The number of people hospitalised due to stabbings increased by 9% last year.
There was also a rise in the number of people who were treated for gunshot wounds.
In 2018, 164 people had inpatient admissions in hospital after being assaulted with a knife.
According to Freedom of Information figures, this increased to 178 last year.
The largest amount was in the greater Dublin area with 167 men and 11 women admitted.
Of the patients, 100 were aged between 18 and 35 but 13 were children under 18.
Retired Detective Inspector Patrick Marry says knife crime is a huge problem among young people.
"Every year we see murders or injuries where knives have been used," said Mr Marry.

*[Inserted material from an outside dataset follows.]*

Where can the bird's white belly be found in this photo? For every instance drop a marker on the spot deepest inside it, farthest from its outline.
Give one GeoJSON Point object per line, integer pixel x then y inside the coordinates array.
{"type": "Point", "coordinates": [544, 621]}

"The carrying of knives is synonymous with groups of young people.
"They find it a comfort to carry a knife in case they are attacked or if they have a drug debt or anything of that nature.
"That is a problem because young people can end up using knives when they may not be in full fettle about the damage they could do with a knife when they produce it."
He said that knife crime is something that needs to be tackled by the new government.
"Maybe the best way to approach it is - and they did it in England, Wales and Scotland - where the police forces got together and they had an amnesty for people to hand over illegal knives.
"They found it a huge success and they took something like 20,000 illegal knives off the streets.
"The same approach could be adapted here."
There was a slight rise in the number of people treated for injuries they got from being shot with a handgun last year.
In 2019, 25 people were hospitalised - up from 23 in 2018.